Mais Doce que o Mel, Luz do Mundo e Janires e Amigos (1981-1985)
Marotta também contou que no Rebanhão todos tinham liberdade de produzir, e que Janires era totalmente inusitado. A gravação do primeiro trabalho do grupo foi envolvida em várias dificuldades. Mais Doce que o Mel foi lançado pela gravadora Doce Harmonia em 1981, em uma repercussão que superou a expectativa dos integrantes. A partir daí, o Rebanhão se tornou conhecido, mas também tendo o seu trabalho criticado por mesclar ritmos e usar instrumentos proibidos dentro de grande parte das igrejas, também acusado de conter mensagens subliminares. Porém, Mais Doce que o Mel chegou a vender mais de cento e cinquenta mil cópias no Brasil. O repertório do LP conteve várias canções de autoria de Janires, como "Baião" e "Casinha", que se tornaram algumas de suas composições mais conhecidas no meio cristão.
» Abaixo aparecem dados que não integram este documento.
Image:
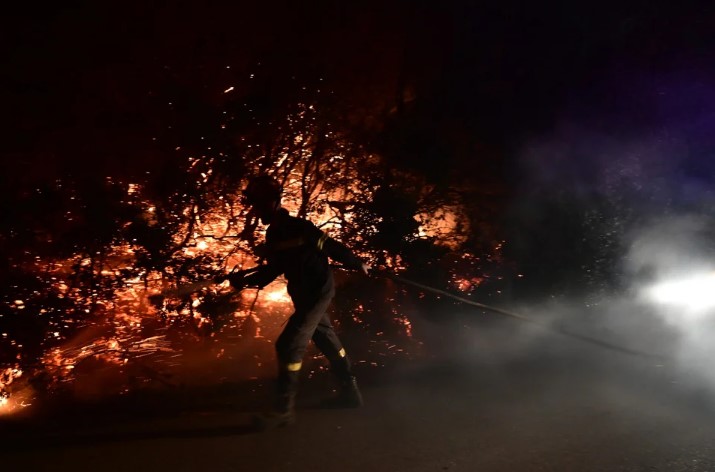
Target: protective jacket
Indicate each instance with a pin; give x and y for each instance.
(296, 248)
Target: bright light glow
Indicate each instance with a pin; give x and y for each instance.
(695, 294)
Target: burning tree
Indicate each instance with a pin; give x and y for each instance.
(86, 256)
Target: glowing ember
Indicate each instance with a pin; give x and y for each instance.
(122, 306)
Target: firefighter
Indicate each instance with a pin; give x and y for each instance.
(296, 248)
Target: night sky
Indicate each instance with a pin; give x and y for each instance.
(80, 81)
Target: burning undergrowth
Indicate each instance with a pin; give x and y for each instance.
(96, 300)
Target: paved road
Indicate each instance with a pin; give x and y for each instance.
(468, 403)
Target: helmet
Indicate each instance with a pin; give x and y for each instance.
(262, 190)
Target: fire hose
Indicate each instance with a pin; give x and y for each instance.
(186, 289)
(555, 329)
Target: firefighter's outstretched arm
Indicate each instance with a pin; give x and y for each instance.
(260, 278)
(339, 252)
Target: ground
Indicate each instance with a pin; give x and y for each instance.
(467, 403)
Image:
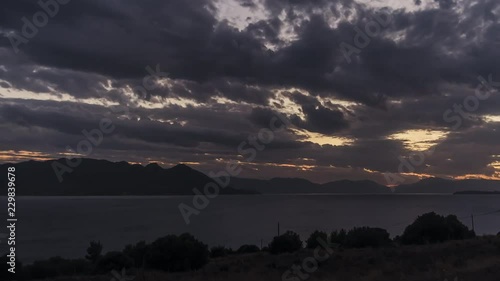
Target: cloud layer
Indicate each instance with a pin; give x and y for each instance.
(200, 77)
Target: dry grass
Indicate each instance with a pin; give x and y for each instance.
(475, 260)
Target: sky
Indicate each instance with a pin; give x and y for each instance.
(366, 87)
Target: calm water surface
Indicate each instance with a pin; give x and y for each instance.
(63, 226)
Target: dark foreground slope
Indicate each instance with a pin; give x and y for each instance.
(468, 260)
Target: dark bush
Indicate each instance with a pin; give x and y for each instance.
(137, 252)
(288, 242)
(177, 253)
(113, 261)
(245, 249)
(361, 237)
(312, 242)
(219, 251)
(433, 228)
(338, 237)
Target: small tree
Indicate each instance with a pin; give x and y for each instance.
(219, 251)
(312, 242)
(94, 251)
(434, 228)
(137, 252)
(361, 237)
(177, 253)
(113, 261)
(288, 242)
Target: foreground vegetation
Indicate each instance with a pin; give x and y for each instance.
(358, 254)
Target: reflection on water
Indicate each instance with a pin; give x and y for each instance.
(50, 226)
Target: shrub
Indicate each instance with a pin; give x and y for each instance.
(244, 249)
(338, 237)
(57, 266)
(219, 251)
(113, 261)
(361, 237)
(137, 252)
(177, 253)
(288, 242)
(94, 251)
(312, 242)
(433, 228)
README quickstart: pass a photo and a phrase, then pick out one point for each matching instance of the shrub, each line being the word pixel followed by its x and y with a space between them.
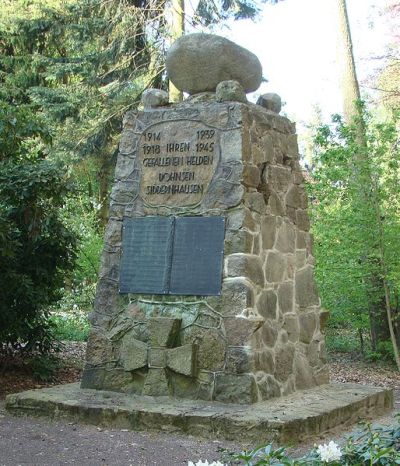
pixel 36 250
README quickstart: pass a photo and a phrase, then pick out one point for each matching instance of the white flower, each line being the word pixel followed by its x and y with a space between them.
pixel 205 463
pixel 330 452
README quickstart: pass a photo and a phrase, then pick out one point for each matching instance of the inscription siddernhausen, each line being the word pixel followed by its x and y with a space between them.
pixel 178 160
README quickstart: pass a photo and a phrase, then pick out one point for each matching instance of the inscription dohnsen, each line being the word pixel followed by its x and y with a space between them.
pixel 177 160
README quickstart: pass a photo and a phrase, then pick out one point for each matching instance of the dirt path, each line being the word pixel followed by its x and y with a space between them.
pixel 42 442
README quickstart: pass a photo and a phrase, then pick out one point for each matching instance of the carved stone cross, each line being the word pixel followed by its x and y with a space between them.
pixel 159 355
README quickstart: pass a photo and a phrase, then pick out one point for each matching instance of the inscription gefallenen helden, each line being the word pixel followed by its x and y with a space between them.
pixel 178 160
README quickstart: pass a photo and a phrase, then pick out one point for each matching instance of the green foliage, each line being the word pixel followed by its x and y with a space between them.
pixel 370 445
pixel 44 367
pixel 356 218
pixel 36 249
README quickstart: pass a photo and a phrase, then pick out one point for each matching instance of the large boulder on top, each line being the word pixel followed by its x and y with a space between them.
pixel 199 62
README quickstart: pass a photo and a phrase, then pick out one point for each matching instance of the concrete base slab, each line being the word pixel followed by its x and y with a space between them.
pixel 291 418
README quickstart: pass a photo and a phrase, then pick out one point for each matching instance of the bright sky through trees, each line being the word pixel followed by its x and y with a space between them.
pixel 296 43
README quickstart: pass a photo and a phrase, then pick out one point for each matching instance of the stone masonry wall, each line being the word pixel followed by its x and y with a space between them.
pixel 262 337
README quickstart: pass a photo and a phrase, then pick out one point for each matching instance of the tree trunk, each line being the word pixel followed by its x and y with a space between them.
pixel 349 81
pixel 379 325
pixel 177 30
pixel 107 162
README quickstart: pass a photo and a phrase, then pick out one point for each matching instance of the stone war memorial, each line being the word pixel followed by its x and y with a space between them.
pixel 207 318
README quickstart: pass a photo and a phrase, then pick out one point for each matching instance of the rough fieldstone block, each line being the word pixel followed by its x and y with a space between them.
pixel 238 330
pixel 211 347
pixel 266 304
pixel 240 218
pixel 251 175
pixel 239 360
pixel 163 331
pixel 291 325
pixel 284 362
pixel 323 319
pixel 264 361
pixel 306 288
pixel 308 323
pixel 296 197
pixel 285 297
pixel 276 204
pixel 286 239
pixel 255 202
pixel 268 386
pixel 300 258
pixel 246 265
pixel 268 231
pixel 133 353
pixel 237 294
pixel 156 383
pixel 182 359
pixel 238 241
pixel 157 357
pixel 269 333
pixel 302 220
pixel 275 267
pixel 240 389
pixel 303 372
pixel 99 349
pixel 279 178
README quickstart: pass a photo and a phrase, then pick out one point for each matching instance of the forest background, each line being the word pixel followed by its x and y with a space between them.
pixel 70 69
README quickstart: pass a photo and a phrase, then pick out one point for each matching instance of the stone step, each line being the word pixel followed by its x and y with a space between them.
pixel 288 419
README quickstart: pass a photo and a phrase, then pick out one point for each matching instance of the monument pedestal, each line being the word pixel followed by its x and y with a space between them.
pixel 288 419
pixel 207 318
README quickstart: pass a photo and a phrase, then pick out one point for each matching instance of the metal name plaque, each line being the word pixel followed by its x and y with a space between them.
pixel 177 160
pixel 172 255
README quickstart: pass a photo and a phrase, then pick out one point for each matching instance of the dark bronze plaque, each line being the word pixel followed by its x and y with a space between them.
pixel 172 255
pixel 146 255
pixel 197 256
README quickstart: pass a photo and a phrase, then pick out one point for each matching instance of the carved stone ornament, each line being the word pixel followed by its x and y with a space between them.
pixel 159 355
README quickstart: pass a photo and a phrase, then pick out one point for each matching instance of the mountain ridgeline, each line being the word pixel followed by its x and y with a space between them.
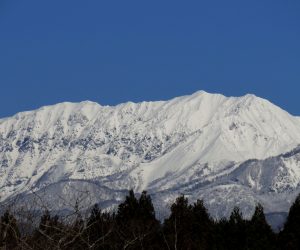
pixel 227 151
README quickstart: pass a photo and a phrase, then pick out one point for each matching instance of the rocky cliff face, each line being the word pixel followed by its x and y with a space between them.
pixel 200 145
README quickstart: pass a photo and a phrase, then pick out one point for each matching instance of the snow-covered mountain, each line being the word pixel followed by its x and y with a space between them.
pixel 200 145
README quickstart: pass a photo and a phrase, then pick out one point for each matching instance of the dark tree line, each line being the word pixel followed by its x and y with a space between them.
pixel 134 226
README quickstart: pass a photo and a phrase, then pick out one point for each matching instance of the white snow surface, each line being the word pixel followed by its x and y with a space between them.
pixel 164 147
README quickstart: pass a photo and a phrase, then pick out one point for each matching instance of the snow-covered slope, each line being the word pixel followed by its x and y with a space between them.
pixel 170 147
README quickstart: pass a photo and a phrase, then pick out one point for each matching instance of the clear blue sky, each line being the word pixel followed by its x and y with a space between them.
pixel 115 51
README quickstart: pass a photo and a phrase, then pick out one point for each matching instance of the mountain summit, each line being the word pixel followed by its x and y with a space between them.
pixel 202 145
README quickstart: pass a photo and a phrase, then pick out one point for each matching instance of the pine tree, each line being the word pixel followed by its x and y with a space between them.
pixel 237 230
pixel 9 232
pixel 177 228
pixel 137 226
pixel 259 233
pixel 290 236
pixel 202 226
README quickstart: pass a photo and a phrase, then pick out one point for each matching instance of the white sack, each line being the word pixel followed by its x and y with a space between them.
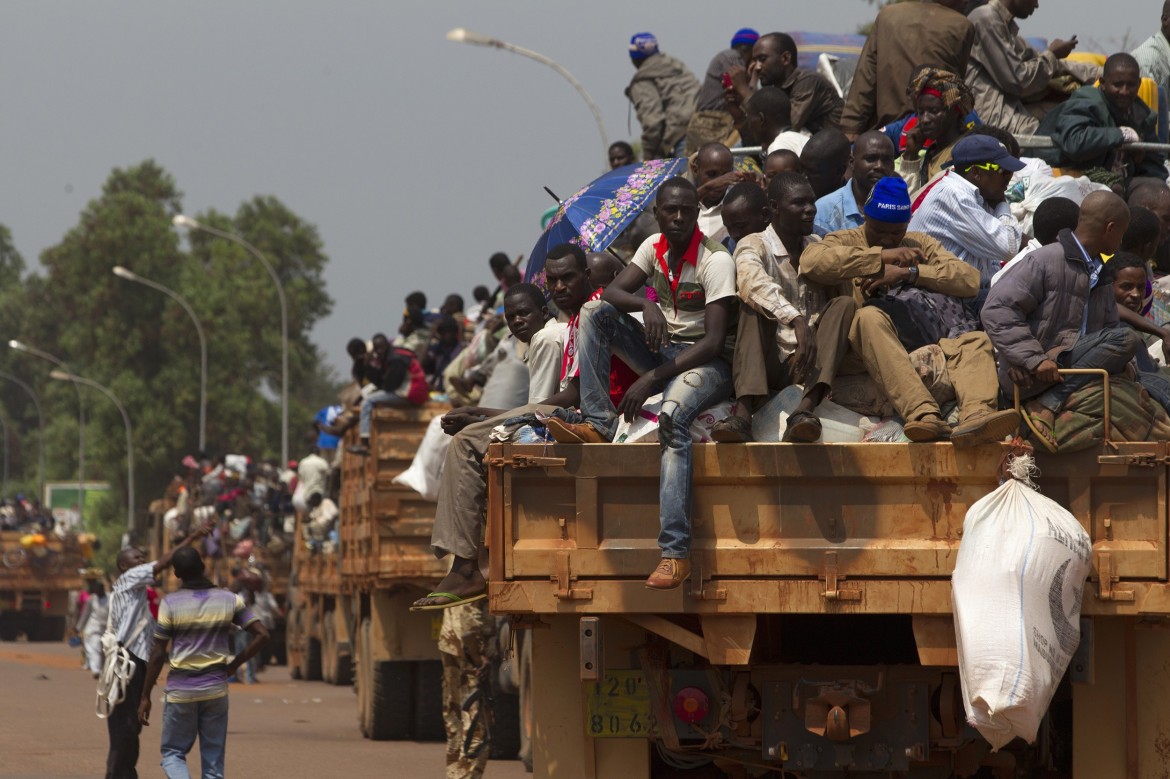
pixel 1017 598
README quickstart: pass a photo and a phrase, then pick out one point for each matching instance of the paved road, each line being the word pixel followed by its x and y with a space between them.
pixel 279 728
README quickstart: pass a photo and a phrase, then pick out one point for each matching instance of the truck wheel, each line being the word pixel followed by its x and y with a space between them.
pixel 428 725
pixel 385 693
pixel 328 649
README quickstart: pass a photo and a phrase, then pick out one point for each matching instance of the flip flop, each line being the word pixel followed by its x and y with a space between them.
pixel 455 600
pixel 1044 432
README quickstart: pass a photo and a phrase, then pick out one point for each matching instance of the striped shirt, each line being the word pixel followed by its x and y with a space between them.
pixel 129 609
pixel 198 624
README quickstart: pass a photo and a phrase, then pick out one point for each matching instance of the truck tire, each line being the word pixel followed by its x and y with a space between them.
pixel 385 693
pixel 428 725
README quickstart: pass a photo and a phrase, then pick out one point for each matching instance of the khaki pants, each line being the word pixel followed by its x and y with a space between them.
pixel 757 369
pixel 970 365
pixel 462 489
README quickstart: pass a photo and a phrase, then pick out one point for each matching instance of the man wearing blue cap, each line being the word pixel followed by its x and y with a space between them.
pixel 713 122
pixel 663 92
pixel 967 209
pixel 909 293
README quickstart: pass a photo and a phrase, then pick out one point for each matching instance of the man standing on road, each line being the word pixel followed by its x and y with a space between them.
pixel 197 622
pixel 132 624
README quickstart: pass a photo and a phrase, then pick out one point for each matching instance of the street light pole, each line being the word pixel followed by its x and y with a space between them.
pixel 64 376
pixel 123 273
pixel 192 225
pixel 461 35
pixel 20 346
pixel 40 425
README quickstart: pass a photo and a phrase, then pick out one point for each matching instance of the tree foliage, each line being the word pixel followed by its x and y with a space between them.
pixel 143 346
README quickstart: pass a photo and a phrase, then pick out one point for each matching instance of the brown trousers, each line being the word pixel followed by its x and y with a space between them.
pixel 757 369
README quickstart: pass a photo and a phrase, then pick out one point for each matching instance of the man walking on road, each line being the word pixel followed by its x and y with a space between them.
pixel 197 622
pixel 131 622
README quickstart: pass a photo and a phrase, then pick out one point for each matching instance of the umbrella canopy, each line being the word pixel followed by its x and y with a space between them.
pixel 594 216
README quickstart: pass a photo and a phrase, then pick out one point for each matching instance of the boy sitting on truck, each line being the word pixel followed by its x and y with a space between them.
pixel 681 349
pixel 462 491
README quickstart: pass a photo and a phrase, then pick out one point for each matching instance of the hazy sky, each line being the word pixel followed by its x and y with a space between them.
pixel 415 158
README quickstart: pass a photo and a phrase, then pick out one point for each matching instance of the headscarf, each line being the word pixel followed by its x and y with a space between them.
pixel 947 87
pixel 642 45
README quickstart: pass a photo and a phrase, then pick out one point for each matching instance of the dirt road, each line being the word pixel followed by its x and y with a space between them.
pixel 279 729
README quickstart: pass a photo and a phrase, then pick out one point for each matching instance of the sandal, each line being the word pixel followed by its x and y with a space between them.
pixel 803 427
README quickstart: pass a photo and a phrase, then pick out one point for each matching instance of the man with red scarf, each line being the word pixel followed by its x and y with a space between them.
pixel 681 349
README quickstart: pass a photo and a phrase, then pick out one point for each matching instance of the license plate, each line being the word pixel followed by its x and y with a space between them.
pixel 618 707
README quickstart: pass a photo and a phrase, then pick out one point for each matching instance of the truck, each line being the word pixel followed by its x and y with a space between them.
pixel 35 585
pixel 814 636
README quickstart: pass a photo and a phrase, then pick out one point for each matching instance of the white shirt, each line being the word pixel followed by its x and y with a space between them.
pixel 1032 246
pixel 955 214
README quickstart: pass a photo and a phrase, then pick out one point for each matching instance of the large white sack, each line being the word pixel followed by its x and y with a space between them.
pixel 426 469
pixel 1017 598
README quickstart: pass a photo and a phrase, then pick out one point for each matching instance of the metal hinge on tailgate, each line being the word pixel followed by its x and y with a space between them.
pixel 1106 579
pixel 527 461
pixel 833 591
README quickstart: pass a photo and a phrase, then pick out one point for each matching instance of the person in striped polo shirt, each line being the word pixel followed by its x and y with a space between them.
pixel 197 624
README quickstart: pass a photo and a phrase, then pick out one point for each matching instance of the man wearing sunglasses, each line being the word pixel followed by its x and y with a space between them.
pixel 967 212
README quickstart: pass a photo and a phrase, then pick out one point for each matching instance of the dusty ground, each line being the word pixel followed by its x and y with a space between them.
pixel 279 728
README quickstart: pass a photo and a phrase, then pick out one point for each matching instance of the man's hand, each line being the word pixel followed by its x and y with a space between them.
pixel 1061 49
pixel 144 711
pixel 903 256
pixel 805 357
pixel 892 275
pixel 1048 372
pixel 635 397
pixel 654 323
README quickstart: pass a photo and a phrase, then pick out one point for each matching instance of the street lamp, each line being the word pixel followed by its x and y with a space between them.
pixel 123 273
pixel 461 35
pixel 186 222
pixel 40 424
pixel 20 346
pixel 64 376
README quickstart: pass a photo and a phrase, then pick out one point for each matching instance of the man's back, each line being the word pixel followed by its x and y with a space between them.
pixel 198 624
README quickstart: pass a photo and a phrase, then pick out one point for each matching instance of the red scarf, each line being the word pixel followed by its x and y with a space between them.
pixel 689 256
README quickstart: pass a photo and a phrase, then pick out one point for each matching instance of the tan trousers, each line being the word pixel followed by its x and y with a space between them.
pixel 462 489
pixel 873 338
pixel 757 369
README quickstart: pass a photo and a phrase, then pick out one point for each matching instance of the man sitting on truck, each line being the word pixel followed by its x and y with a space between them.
pixel 681 349
pixel 1057 310
pixel 909 291
pixel 462 491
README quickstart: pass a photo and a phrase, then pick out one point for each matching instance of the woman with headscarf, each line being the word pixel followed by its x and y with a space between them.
pixel 943 102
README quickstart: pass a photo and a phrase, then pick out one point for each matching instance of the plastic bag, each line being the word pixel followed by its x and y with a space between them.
pixel 426 469
pixel 1017 599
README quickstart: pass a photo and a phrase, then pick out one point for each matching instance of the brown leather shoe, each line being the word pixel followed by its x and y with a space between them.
pixel 988 428
pixel 568 433
pixel 670 573
pixel 930 427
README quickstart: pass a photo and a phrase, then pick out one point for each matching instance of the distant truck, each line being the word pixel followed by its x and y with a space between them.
pixel 814 638
pixel 35 585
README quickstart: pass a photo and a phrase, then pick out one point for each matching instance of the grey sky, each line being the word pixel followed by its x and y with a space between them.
pixel 415 158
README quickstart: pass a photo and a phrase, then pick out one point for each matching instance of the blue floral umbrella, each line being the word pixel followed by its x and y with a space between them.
pixel 594 216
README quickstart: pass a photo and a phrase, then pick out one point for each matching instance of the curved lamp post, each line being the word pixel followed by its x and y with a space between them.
pixel 64 376
pixel 123 273
pixel 20 346
pixel 461 35
pixel 40 424
pixel 192 225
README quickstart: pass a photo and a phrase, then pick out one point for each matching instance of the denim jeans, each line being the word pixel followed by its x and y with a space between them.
pixel 1110 349
pixel 378 398
pixel 181 722
pixel 606 331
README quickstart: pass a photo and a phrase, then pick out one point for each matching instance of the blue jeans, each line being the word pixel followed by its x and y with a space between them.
pixel 378 398
pixel 181 722
pixel 606 331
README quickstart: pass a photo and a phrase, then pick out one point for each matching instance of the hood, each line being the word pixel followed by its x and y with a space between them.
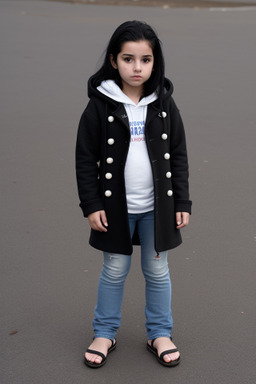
pixel 110 91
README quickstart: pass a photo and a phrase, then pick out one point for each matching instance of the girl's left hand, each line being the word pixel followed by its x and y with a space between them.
pixel 182 219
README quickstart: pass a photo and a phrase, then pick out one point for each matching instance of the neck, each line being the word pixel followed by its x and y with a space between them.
pixel 134 94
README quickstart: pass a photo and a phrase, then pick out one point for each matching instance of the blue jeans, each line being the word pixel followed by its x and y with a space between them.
pixel 158 285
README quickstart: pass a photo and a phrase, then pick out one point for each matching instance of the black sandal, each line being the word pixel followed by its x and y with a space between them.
pixel 104 358
pixel 160 358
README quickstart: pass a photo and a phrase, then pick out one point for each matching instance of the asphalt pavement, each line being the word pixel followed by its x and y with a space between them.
pixel 49 273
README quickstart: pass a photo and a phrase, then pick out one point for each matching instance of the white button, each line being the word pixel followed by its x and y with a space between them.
pixel 111 141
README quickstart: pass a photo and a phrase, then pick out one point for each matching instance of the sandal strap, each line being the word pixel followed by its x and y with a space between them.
pixel 93 352
pixel 167 352
pixel 152 341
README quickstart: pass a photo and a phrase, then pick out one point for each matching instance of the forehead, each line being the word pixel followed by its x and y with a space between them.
pixel 138 48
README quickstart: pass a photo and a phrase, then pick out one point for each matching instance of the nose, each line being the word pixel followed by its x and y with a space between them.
pixel 137 66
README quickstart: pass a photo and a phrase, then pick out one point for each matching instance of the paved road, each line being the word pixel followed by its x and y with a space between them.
pixel 49 273
pixel 169 3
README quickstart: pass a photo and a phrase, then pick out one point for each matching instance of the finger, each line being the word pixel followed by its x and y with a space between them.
pixel 178 218
pixel 104 218
pixel 182 220
pixel 95 222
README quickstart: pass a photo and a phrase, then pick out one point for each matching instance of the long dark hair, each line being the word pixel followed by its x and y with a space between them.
pixel 133 31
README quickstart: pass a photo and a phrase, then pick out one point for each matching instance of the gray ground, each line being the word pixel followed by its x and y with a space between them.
pixel 49 273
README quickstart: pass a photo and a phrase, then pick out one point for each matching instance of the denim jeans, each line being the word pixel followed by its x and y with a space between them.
pixel 158 285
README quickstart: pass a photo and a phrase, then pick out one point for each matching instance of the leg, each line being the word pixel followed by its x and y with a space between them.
pixel 107 317
pixel 159 322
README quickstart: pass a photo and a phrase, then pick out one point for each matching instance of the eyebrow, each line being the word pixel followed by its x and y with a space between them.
pixel 127 54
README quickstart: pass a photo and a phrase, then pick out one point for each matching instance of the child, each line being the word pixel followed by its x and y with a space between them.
pixel 132 175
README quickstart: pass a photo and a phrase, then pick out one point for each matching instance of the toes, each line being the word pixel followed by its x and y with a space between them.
pixel 93 358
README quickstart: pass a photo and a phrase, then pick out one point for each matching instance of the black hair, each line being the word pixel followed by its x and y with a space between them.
pixel 133 31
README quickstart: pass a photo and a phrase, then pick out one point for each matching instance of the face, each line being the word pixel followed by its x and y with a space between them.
pixel 135 64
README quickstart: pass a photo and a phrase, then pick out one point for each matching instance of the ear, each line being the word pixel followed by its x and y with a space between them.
pixel 112 61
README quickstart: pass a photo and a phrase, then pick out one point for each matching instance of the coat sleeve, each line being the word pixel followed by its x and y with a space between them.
pixel 179 163
pixel 87 161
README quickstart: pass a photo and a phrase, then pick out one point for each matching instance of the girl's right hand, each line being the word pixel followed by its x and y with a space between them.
pixel 98 221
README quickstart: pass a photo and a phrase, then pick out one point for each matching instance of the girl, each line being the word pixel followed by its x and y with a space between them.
pixel 132 175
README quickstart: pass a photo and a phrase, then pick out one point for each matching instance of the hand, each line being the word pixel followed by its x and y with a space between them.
pixel 98 221
pixel 182 219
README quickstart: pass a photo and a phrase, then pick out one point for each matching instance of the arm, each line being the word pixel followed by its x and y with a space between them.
pixel 87 160
pixel 179 166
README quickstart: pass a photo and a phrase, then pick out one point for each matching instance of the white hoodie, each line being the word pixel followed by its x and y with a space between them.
pixel 138 172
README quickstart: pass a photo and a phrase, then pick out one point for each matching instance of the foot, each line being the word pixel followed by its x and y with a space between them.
pixel 99 344
pixel 164 344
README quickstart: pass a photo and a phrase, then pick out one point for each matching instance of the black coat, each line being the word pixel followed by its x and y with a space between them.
pixel 102 146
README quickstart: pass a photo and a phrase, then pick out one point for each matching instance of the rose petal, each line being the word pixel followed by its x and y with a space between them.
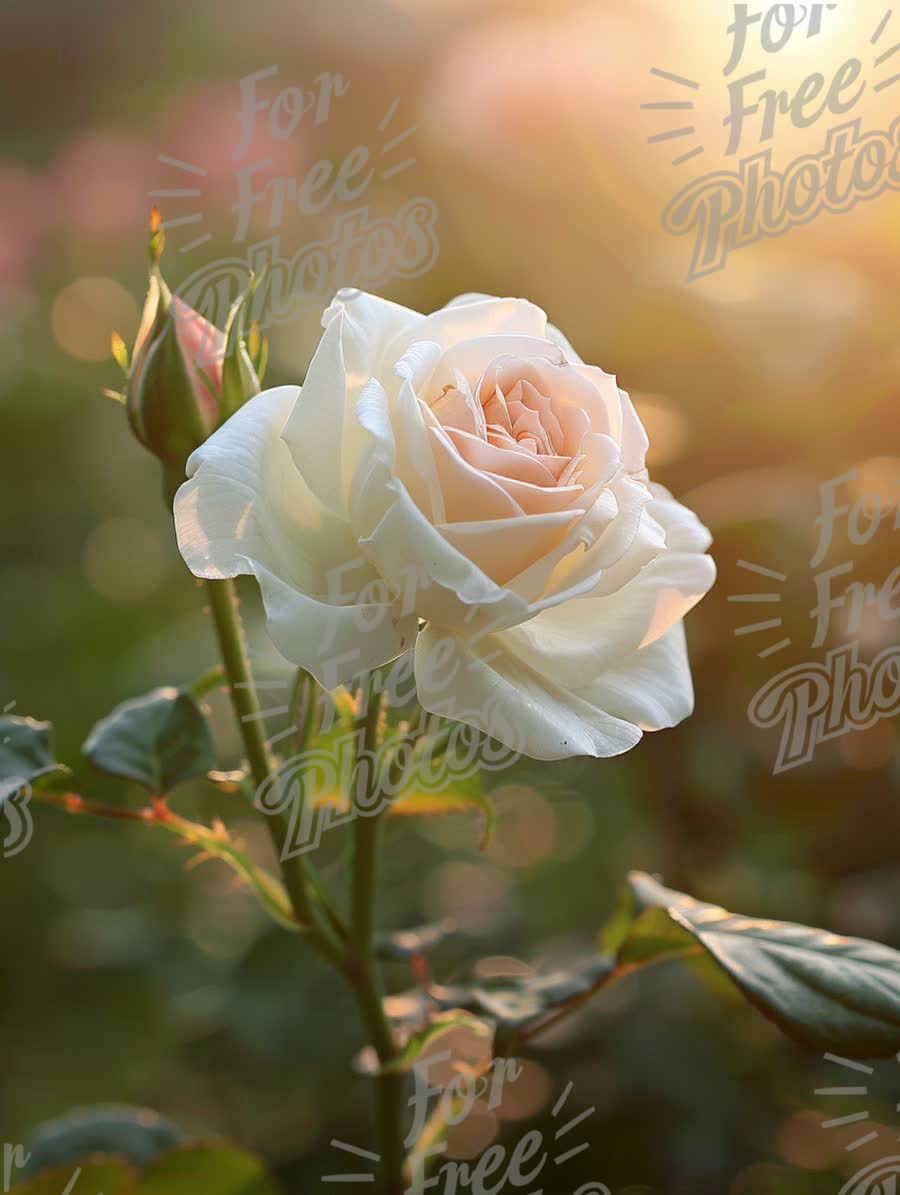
pixel 488 687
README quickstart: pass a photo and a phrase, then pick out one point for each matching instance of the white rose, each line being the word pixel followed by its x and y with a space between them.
pixel 469 470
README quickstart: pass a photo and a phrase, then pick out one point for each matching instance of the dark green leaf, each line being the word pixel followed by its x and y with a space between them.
pixel 25 754
pixel 825 991
pixel 160 741
pixel 90 1176
pixel 136 1134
Em 1983, é lançado o segundo álbum do grupo, Luz do Mundo, onde o cantor também participou. Em plena época de ditadura no Brasil, Janires ironizou as políticas e a gestão do governo militar. Neste disco do Rebanhão, expressa sua opinião de forma clara em versos da música "Casa no céu": "Lá não terá vizinho reclamando o aumento da gasolina", "Lá não terá buraco no meio da rua", "Lá não terá trombadinha nem trombadão desrespeitando os 80km/h fugindo da poluição". No mesmo trabalho critica a forma de vida das pessoas, na música "Hoje sou Feliz": "E descobri que moro num país da América do Sul cheio de super-homens voando e bebendo de boteco em boteco, que os ídolos seduzem as meninas e os mocinhos e bandidos se matando nas esquinas, ah como dói, saber que não é sonho de criança o que vai pelo País".
Em dezembro de 1984, o Rebanhão gravava o primeiro álbum ao vivo da música cristã brasileira, o LP Janires e Amigos, gravado no auditório da Rádio Boas Novas em comemoração aos dez anos de conversão de Janires, onde o cantor, juntamente com o Rebanhão prestaram homenagens a vários amigos. O disco foi lançado em 1985.
Banda Azul e Espelho nos Olhos (1985-1987)
Após a gravação de Janires e Amigos, Janires deixou o Rebanhão, indo para Belo Horizonte, onde fundou a Banda Azul. Segundo Paulo Marotta, sua saída causou dores para os membros que permaneceram, já que ele foi o fundador e mentor do grupo, porém não perderam o contato, sempre aconselhando ou ajudando a banda. Ele não se acomodara com o sucesso, e decidia, segundo uma direção de Deus a tomar novos projetos.